The environmental correspondent for BBC News — a reliable source for climate alarmism — informs us that the “smart folks” on climate change have issued a “new warning” on the sea-ice melt at the North Pole. Unfortunately for the alarmists, the warning is that the sea-ice melt the “smart folks” predicted isn’t going as planned:
Scientists who predicted a few years ago that Arctic summers could be ice-free by 2013 now say summer sea ice will probably be gone in this decade.
The original prediction, made in 2007, gained Wieslaw Maslowski’s team a deal of criticism from some of their peers.
Now they are working with a new computer model – compiled partly in response to those criticisms – that produces a “best guess” date of 2016.
Sure. Arctic sea ice will “probably be gone this decade.” Unless it isn’t. In which case, the alarmists will edit their ever-present “The End is Near!!!” placards to 2017 … then 2018, and 2019 then 2020 — at which point the “gone this decade” prediction will just move on to the next decade.

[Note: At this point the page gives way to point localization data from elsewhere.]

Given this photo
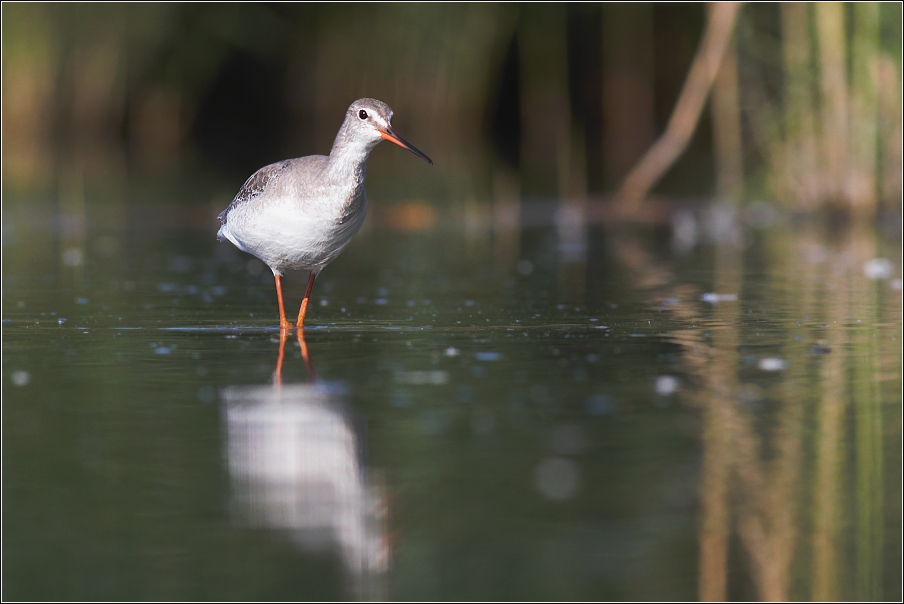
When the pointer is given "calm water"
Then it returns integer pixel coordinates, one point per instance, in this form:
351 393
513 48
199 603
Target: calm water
482 407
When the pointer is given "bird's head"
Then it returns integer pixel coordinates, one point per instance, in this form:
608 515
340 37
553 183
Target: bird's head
371 120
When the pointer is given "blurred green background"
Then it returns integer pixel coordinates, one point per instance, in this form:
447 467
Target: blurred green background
540 100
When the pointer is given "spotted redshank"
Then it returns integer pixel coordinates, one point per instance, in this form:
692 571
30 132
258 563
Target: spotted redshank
299 214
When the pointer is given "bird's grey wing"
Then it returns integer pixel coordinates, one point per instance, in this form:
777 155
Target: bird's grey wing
256 186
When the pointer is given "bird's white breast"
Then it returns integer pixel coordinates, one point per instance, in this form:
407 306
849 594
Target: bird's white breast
292 233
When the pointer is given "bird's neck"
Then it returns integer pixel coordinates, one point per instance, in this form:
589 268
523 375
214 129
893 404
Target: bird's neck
349 156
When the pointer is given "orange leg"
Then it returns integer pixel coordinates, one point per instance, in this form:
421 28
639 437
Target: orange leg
299 333
277 375
283 322
304 302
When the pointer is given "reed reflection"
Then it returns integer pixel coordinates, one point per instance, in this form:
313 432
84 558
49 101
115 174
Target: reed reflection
756 481
296 458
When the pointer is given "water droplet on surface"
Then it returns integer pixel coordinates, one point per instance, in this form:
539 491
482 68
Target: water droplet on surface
21 377
878 268
482 422
524 267
666 385
771 364
73 257
207 394
557 478
600 404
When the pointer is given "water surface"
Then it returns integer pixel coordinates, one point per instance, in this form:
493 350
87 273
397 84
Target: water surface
485 405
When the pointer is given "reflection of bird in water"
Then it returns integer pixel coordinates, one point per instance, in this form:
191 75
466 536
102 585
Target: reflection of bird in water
297 465
299 214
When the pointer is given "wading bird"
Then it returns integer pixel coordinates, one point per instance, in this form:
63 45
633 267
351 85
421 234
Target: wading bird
299 214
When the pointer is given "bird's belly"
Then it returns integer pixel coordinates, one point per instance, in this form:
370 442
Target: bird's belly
286 238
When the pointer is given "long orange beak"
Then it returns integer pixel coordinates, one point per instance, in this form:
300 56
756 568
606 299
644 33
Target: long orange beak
393 137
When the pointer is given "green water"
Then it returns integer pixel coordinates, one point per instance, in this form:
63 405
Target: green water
492 411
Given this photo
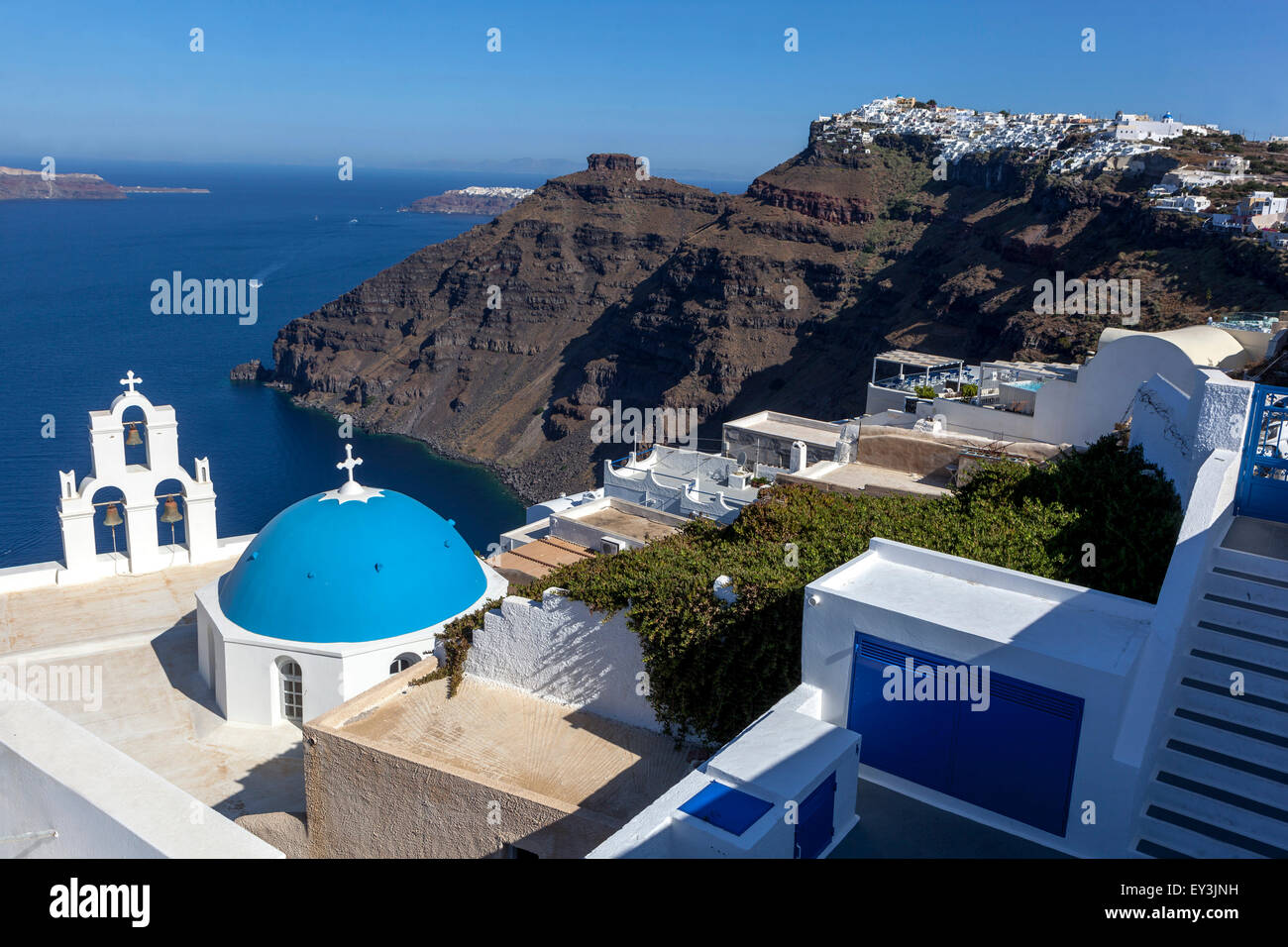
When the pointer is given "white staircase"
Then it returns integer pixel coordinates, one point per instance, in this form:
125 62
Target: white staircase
1220 775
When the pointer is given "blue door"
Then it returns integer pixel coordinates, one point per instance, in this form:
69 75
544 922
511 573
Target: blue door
911 738
1016 758
814 826
1263 474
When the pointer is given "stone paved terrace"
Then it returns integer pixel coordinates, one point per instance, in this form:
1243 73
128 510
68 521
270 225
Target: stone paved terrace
790 428
866 479
519 744
141 633
537 560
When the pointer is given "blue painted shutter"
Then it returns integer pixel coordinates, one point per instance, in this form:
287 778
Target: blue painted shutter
814 826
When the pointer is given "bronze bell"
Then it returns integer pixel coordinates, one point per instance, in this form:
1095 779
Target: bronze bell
170 514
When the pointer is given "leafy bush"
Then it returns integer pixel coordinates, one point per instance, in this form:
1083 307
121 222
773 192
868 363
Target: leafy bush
712 668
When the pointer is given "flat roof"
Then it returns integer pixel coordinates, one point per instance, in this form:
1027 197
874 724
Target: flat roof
861 478
789 427
513 741
537 560
141 631
995 604
919 360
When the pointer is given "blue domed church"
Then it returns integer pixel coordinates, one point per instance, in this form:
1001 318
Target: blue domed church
336 592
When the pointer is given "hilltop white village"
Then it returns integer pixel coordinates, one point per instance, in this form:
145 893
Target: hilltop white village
1090 146
279 693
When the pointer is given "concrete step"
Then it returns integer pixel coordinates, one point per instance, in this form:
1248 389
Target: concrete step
1253 595
1241 746
1265 835
1247 646
1225 706
1222 777
1185 841
1250 564
1218 669
1234 615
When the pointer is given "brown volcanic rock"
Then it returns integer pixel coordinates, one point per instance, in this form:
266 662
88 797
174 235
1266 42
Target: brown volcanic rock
22 184
662 294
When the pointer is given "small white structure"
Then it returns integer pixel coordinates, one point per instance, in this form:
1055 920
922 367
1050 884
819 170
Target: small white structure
336 592
138 484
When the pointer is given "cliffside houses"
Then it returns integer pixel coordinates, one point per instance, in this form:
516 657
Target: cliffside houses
1030 698
1034 136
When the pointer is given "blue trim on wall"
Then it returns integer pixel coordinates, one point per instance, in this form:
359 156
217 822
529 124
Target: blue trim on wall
325 571
726 808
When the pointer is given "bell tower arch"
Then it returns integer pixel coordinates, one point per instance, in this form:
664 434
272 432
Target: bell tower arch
137 483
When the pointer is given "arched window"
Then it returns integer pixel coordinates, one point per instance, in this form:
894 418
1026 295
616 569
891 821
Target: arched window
292 690
403 661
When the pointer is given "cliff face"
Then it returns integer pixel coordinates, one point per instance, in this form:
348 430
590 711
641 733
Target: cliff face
656 292
465 344
24 184
458 202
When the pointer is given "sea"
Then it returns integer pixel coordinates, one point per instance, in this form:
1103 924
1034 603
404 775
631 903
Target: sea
76 316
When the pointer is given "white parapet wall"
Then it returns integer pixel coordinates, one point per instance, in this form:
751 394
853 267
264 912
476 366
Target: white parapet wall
65 793
1207 517
562 651
1179 429
1035 631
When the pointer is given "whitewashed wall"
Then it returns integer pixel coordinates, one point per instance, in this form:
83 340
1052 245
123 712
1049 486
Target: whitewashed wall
54 775
562 651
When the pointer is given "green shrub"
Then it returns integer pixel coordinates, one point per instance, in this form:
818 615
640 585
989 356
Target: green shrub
712 669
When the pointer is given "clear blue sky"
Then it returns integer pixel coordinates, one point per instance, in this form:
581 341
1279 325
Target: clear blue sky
692 85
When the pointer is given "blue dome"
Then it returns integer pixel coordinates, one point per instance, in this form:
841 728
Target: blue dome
356 571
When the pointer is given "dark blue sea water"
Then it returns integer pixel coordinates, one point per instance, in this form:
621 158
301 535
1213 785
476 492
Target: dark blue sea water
75 313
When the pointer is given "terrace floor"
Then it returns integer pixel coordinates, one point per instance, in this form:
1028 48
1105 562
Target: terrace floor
140 634
626 523
1257 536
875 480
894 826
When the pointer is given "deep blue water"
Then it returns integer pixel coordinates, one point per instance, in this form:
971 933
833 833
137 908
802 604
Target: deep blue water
75 312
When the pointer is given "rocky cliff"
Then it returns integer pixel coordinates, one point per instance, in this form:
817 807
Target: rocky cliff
496 346
25 184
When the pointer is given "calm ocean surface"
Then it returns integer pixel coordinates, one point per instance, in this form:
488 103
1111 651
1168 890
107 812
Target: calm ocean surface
75 312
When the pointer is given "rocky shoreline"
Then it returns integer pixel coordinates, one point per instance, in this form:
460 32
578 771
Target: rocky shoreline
608 285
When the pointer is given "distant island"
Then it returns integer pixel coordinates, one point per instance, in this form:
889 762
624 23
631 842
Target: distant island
484 201
26 184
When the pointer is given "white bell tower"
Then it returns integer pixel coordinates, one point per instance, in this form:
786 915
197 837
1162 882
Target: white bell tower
138 483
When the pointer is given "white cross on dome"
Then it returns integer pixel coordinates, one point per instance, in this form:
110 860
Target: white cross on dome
351 488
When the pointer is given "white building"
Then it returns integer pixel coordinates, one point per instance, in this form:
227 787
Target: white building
336 592
1089 723
1076 405
1186 204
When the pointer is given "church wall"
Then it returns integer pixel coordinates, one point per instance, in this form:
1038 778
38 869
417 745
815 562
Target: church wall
52 779
559 650
366 802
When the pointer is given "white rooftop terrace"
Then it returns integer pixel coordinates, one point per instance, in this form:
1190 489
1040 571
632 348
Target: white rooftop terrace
140 633
993 605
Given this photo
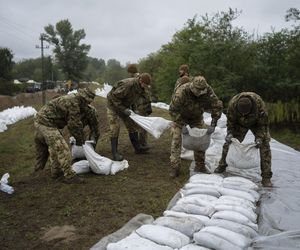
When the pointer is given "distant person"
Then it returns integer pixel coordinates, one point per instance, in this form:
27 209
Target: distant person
120 100
247 111
55 115
187 106
142 106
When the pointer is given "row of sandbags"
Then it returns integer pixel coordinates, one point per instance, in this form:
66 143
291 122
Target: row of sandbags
212 213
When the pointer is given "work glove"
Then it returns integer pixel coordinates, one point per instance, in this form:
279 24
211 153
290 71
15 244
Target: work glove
228 138
210 129
127 112
258 142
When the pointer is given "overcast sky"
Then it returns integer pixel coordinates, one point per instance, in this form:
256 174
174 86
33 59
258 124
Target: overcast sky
126 30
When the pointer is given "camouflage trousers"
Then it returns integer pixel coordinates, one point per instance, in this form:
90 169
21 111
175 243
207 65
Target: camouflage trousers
175 160
50 142
114 123
265 151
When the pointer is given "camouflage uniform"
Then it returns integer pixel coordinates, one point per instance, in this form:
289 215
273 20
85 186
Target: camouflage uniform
186 108
55 115
257 121
122 96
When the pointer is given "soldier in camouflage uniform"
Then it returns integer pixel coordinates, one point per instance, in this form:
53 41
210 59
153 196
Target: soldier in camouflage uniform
247 111
120 99
187 106
55 115
142 106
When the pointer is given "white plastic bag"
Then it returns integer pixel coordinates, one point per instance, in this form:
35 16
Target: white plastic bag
4 186
153 125
243 155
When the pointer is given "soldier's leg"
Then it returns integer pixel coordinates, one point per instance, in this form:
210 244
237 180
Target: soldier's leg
239 134
175 160
265 156
41 149
114 129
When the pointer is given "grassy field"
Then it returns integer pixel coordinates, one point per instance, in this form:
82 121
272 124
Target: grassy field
95 209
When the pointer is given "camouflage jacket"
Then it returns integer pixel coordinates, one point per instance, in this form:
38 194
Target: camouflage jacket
143 104
124 95
63 111
186 108
258 117
89 117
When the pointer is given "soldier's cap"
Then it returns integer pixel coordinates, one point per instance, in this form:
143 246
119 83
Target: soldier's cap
145 78
87 94
132 68
198 86
244 105
184 67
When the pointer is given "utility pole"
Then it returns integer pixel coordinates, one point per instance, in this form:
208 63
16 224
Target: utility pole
43 75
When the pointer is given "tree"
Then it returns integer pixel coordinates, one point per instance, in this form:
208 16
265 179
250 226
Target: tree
69 53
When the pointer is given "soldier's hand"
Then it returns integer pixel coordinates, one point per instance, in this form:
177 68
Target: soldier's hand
228 138
258 142
127 112
210 130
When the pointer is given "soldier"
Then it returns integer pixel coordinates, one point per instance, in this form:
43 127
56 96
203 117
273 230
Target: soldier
120 99
187 106
141 107
55 115
247 111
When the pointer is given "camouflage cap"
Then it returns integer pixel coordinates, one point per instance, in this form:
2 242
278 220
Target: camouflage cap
87 94
145 78
184 67
132 68
199 86
244 105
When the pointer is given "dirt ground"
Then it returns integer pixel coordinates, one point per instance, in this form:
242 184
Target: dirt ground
47 214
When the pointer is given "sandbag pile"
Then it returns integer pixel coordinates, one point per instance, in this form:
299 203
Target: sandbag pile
212 213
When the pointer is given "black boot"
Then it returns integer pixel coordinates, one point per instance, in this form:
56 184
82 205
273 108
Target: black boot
135 143
114 149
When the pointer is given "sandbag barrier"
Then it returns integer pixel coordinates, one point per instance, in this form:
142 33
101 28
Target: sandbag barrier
212 213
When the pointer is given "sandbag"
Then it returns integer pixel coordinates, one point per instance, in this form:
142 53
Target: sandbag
243 156
214 242
153 125
188 226
81 167
195 143
233 237
134 241
163 235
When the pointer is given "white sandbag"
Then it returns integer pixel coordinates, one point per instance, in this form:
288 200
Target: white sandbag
204 197
207 177
235 201
248 212
196 201
202 218
135 242
235 217
238 193
194 209
81 167
233 226
233 237
163 235
194 247
196 143
153 125
243 155
214 242
201 190
4 184
188 226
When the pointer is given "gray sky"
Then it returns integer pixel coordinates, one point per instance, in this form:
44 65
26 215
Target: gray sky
126 30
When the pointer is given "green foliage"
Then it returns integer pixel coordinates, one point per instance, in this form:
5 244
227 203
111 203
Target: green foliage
71 55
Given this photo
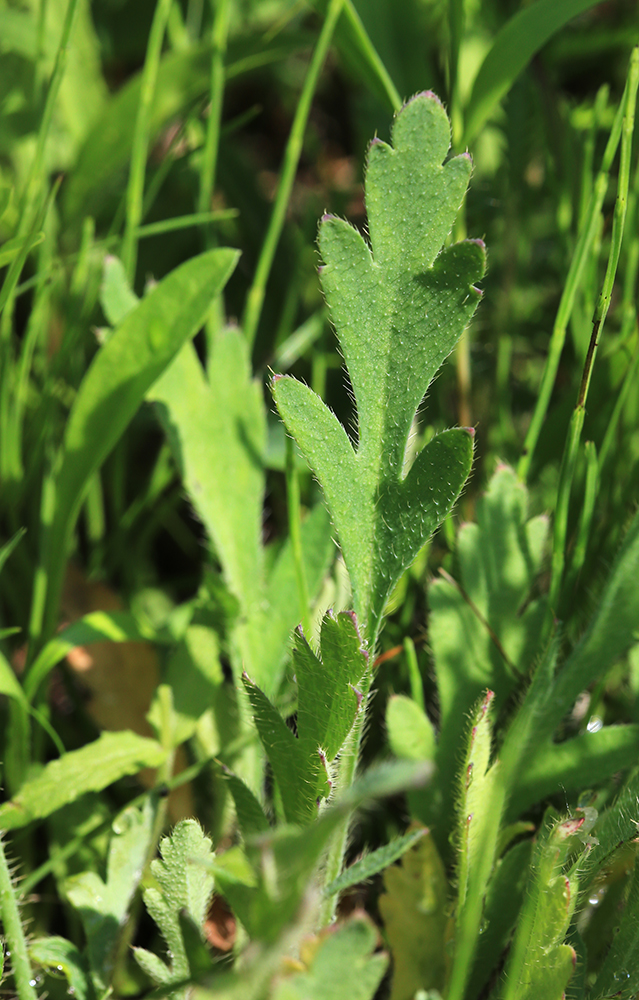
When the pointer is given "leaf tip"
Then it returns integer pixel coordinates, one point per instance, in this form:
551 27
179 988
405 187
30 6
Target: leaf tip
429 95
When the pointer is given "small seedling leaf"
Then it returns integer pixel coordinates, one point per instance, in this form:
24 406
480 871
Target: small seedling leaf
414 911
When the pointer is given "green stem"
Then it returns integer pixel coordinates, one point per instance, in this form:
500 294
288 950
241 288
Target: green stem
349 759
14 933
255 298
295 533
141 137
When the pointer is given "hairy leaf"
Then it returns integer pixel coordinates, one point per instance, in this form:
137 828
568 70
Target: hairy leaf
399 306
414 911
184 890
340 965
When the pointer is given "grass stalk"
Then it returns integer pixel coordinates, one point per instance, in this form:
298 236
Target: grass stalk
219 35
257 291
141 138
578 263
571 451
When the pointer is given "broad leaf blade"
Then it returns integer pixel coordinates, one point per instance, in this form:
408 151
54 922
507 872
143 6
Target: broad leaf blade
327 693
398 310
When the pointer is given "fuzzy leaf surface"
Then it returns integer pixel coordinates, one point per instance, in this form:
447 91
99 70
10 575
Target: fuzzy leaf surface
399 306
217 431
184 889
328 701
95 766
103 905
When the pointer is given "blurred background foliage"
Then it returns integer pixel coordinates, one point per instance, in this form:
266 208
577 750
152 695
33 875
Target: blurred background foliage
535 163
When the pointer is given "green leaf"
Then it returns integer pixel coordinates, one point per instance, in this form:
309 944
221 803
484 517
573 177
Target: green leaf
9 683
95 766
410 732
117 298
504 898
114 626
476 814
8 547
281 748
515 45
194 674
414 910
184 889
60 955
11 248
539 963
103 906
250 815
375 862
342 967
484 631
398 307
327 693
581 762
114 386
285 859
328 702
609 636
217 431
619 974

Thought experiment: Let’s say I predict that the world will end in 2012. And, if it doesn’t happen, I adjust my prediction to 2013. And if (again) it doesn’t end, adjust my prediction to 2014. Then 2015. Then 2016 … ad infinitum until the world actually ends, as it surely will some day. If I could live forever — and was determined to keep making predictions year after year — I’d eventually be right. But that wouldn’t make me a reliable seer. Or remotely sane. Or a credible scientist.
So why do climate alarmists keep getting off the hook?